An electron microscope image shows how extensively the basalts were turned to clay by high-pressure steam. The fuzzy-looking areas are the altered minerals [Credit: Kevin Cannon] |
"One of the complications that comes up in Mars evolution is that we can't create a scenario where surface weathering had the capacity to produce the extent of mineral alteration that we see," said Jack Mustard, a professor in Brown's Department of Earth, Environmental and Planetary Sciences and study co-author. "We're certainly not trying to discount other alteration mechanisms entirely. Surface weathering and other types of alteration surely occurred at different points in Martian history, but we think this is a plausible way to explain much of the widespread clay we see in the oldest Martian terrains."
To demonstrate that the mechanism they propose is plausible, the researchers synthesized rock samples matching the composition of Martian basalt. They then used a high-pressure device to recreate temperature and pressure conditions the may have been present amid the steam atmosphere created by a magma ocean. After cooking samples for two weeks, the team checked to see if they had been altered and to what extent.
The steam atmosphere associated with a magma ocean could have survived for as long as 10 million years or more, Cannon and his colleagues say. That would have been long enough, they estimate, to create as much as three kilometers of clay on the primordial Martian surface.
To get an idea what the fate of that clay might be as the planet evolved, the researchers created a computer model to simulate a slab of Martian crust with a three-kilometer clay layer on top. Then they simulated the first billion years of Martian geologic history -- the period when volcanic activity and asteroid bombardment were most prevalent. The model showed that the burial, excavation and scattering of clays over time created distribution of exposed deposits similar to what's seen on Mars today.
"To put some numbers on it, clays cover about 3 percent of the oldest crust exposures on Mars," Cannon said. "We're finding about that same order of magnitude in these models."
The lab experiments and simulations can't say for certain that this scenario occurred, the researchers say, but they do suggest a strong hypothesis that could be tested during future Mars exploration.

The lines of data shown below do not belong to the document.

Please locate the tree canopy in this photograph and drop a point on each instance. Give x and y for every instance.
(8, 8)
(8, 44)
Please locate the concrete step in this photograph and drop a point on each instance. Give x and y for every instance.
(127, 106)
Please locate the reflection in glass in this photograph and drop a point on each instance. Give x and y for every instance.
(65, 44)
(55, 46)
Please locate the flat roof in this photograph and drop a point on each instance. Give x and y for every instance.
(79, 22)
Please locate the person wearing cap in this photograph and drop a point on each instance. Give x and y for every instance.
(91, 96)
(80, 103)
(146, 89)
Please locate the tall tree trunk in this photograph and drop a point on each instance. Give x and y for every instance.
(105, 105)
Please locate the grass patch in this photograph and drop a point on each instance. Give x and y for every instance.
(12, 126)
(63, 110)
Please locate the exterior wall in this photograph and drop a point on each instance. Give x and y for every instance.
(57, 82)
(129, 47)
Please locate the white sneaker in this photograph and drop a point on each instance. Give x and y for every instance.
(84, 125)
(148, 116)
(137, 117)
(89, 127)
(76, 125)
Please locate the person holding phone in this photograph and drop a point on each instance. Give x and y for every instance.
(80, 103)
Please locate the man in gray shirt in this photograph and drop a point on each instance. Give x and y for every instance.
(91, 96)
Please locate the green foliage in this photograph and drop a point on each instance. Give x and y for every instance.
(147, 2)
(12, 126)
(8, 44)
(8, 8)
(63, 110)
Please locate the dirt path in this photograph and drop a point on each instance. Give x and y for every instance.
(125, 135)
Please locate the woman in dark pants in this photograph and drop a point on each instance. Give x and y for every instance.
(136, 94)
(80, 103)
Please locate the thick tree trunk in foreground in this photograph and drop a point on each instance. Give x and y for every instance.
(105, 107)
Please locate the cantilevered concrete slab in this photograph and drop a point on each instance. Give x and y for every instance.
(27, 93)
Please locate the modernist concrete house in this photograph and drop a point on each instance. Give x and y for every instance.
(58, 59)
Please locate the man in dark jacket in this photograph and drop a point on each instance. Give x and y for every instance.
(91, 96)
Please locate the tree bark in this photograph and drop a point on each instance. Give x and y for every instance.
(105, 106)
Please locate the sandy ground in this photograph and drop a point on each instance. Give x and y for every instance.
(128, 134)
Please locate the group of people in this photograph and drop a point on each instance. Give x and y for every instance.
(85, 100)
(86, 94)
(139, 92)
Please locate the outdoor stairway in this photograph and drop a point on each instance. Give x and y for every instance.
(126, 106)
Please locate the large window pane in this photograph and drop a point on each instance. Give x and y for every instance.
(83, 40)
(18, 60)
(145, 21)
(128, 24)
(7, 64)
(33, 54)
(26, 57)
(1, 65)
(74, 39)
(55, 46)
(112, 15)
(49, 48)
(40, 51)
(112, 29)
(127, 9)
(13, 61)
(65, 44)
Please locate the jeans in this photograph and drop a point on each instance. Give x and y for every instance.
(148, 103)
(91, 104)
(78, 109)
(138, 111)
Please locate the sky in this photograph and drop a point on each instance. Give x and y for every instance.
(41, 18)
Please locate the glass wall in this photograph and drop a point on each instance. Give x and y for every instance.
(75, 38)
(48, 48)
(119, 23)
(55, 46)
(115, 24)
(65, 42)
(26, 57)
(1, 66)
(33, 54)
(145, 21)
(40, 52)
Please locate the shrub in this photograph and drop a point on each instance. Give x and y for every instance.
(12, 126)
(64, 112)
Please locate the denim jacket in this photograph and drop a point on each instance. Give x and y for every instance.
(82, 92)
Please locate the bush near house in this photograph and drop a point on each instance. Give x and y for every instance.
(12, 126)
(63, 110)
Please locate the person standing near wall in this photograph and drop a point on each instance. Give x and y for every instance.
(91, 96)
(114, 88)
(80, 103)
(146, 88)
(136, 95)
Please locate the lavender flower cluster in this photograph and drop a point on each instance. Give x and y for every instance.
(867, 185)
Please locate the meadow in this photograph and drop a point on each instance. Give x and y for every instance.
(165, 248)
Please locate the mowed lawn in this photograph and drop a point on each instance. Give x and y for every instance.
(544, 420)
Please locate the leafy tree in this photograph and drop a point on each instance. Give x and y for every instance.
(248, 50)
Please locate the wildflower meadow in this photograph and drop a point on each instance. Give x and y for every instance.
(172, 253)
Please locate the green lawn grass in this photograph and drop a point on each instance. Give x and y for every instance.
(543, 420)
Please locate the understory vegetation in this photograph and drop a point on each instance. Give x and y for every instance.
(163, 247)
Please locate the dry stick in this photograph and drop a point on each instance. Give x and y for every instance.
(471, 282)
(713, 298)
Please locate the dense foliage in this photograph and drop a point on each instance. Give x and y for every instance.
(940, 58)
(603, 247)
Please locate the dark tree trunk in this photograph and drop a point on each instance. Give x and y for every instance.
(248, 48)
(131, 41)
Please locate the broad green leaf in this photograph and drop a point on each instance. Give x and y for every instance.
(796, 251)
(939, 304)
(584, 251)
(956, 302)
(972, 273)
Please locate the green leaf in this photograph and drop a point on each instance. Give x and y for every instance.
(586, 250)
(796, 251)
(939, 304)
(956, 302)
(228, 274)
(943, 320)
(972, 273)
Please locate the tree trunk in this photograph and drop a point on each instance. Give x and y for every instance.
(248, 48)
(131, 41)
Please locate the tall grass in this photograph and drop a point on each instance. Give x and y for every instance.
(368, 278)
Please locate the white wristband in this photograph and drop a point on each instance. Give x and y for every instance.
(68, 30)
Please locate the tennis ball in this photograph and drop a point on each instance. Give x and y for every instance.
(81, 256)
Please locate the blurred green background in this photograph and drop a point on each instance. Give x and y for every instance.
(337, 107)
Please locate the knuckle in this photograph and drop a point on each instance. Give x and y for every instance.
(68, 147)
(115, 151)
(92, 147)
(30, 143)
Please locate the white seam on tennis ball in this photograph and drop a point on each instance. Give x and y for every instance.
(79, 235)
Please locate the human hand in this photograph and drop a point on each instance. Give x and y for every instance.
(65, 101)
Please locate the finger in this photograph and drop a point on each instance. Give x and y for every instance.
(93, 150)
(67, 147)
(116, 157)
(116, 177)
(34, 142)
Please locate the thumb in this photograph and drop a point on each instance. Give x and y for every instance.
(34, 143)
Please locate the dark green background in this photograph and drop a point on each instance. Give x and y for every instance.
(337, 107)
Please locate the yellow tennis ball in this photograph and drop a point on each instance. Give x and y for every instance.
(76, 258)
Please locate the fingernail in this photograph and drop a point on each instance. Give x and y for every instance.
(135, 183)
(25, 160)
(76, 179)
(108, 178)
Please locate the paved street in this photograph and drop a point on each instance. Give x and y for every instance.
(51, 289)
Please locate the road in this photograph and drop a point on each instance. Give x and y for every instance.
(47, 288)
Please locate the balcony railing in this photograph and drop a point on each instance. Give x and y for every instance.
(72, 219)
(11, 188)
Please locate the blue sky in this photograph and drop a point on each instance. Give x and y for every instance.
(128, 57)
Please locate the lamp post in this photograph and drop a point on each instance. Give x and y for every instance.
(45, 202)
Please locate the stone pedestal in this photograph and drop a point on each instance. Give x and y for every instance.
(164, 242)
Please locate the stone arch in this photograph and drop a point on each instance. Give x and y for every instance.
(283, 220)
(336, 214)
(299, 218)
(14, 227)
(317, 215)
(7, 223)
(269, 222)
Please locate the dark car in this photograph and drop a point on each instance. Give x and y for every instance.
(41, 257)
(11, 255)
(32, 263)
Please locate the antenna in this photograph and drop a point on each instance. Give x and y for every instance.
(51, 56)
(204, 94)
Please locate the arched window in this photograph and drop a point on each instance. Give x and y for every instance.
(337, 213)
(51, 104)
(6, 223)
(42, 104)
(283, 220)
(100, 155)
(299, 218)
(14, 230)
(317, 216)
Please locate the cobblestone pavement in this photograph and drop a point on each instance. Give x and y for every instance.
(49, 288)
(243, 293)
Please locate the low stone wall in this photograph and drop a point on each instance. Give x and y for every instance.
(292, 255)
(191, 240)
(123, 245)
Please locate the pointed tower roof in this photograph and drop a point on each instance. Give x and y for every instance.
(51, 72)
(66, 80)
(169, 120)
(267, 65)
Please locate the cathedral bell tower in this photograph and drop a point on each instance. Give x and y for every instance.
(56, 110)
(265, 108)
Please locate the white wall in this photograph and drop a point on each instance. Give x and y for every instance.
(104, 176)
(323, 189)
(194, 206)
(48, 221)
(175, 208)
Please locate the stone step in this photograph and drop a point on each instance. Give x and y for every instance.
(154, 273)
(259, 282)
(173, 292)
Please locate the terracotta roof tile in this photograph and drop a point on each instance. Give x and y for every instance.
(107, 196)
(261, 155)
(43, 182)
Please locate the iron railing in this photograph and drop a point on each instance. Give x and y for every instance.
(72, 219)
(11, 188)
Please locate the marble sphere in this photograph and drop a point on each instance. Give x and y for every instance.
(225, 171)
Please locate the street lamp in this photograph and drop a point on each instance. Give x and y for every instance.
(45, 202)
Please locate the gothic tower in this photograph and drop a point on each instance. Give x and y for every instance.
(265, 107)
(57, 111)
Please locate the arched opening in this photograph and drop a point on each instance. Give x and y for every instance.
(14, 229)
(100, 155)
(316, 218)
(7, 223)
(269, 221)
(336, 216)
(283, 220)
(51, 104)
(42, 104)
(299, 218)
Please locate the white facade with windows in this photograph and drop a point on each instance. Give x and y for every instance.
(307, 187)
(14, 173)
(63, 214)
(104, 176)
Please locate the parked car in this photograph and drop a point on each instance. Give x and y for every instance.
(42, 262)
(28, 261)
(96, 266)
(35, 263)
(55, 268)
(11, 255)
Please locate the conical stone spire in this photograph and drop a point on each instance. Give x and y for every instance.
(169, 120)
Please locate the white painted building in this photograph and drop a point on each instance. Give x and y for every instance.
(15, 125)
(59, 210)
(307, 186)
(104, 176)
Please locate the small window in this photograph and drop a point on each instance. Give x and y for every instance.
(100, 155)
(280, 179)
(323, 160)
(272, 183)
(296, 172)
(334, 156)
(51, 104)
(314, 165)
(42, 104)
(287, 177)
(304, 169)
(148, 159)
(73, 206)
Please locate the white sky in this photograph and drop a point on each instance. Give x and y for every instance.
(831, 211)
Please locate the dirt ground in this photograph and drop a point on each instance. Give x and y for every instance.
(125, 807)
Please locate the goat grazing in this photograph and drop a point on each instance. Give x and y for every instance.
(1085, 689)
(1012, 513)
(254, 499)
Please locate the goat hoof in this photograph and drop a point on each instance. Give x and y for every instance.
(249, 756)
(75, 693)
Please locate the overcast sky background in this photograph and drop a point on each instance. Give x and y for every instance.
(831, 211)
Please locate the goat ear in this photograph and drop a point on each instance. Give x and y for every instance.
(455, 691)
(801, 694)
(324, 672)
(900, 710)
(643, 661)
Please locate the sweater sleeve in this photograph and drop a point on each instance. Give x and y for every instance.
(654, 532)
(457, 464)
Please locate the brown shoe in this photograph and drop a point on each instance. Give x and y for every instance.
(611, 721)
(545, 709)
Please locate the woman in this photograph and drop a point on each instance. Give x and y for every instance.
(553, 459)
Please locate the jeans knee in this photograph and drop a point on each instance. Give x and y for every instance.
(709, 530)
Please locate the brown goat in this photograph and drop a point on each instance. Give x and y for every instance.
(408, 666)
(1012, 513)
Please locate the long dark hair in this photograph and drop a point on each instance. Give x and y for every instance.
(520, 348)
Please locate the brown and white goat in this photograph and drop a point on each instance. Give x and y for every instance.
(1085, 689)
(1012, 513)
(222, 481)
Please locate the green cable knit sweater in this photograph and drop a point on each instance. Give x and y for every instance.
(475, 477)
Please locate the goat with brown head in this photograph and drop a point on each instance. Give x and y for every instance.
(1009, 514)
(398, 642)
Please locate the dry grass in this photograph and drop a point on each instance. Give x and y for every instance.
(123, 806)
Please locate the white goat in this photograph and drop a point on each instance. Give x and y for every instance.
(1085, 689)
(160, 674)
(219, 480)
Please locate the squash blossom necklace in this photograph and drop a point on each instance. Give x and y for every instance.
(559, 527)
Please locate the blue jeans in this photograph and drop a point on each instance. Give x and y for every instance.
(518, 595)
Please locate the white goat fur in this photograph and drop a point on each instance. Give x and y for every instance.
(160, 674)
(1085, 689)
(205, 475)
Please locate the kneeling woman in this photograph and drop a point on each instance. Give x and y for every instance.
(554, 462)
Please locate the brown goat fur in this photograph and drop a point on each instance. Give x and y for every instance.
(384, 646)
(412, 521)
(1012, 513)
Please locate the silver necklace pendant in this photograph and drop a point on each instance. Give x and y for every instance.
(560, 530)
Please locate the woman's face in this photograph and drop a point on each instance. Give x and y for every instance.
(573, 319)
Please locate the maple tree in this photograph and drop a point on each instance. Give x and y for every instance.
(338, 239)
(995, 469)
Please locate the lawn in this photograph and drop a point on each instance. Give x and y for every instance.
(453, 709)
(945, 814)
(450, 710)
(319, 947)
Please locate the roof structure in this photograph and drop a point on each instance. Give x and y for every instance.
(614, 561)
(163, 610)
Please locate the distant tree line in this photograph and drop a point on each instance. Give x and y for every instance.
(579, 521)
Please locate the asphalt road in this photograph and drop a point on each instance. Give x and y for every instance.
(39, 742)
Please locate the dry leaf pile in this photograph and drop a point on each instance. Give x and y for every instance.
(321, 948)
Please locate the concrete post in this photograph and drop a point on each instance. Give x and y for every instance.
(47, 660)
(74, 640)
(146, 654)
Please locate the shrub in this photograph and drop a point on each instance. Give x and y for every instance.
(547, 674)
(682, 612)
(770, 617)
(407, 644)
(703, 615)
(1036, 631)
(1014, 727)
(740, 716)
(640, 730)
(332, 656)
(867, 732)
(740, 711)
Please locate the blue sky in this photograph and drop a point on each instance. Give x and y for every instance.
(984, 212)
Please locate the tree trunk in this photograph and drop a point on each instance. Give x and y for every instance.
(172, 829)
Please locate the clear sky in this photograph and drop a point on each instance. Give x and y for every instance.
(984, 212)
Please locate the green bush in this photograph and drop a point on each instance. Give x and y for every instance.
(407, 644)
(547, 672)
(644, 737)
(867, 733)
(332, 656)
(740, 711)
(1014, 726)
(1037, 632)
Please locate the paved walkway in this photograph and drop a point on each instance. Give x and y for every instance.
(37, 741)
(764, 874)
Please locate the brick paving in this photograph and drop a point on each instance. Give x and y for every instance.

"One of the things I like about this is that it's truly testable," said Steve Parman, a geology professor at Brown and co-author of the study. "With a returned sample, or maybe even with the analytical equipment on a rover, I'm optimistic that you could distinguish this primordial process from some other alteration process."
If the process did indeed occur, it could have some interesting implications for early Martian history. In addition to providing a mechanism for clay formation even if Mars was as cold and icy as climate models suggest, the scenario suggests that vast deposits of clay were -- and might still be -- present beneath the surface. Those deposits could explain why the Martian crust is less dense than expected for a basaltic crust, the researchers say. The deposits would also serve as large underground storage reservoirs for water.
"There potentially would have been quite a lot of water locked up in these buried clays," Parman said. "You could imagine that if those deposits were heated up by magmatism or some other process they would have released that water, perhaps providing a transient water supply to the surface. That could have implications for past habitability."
Mustard, who chaired the committee that laid out the science goals for NASA's Mars 2020 rover, hopes this new hypothesis could inform future Martian exploration.
"This would be a really interesting hypothesis to test," he said. "Depending on where the rover ultimately lands, I think we could get the right samples to illuminate these questions."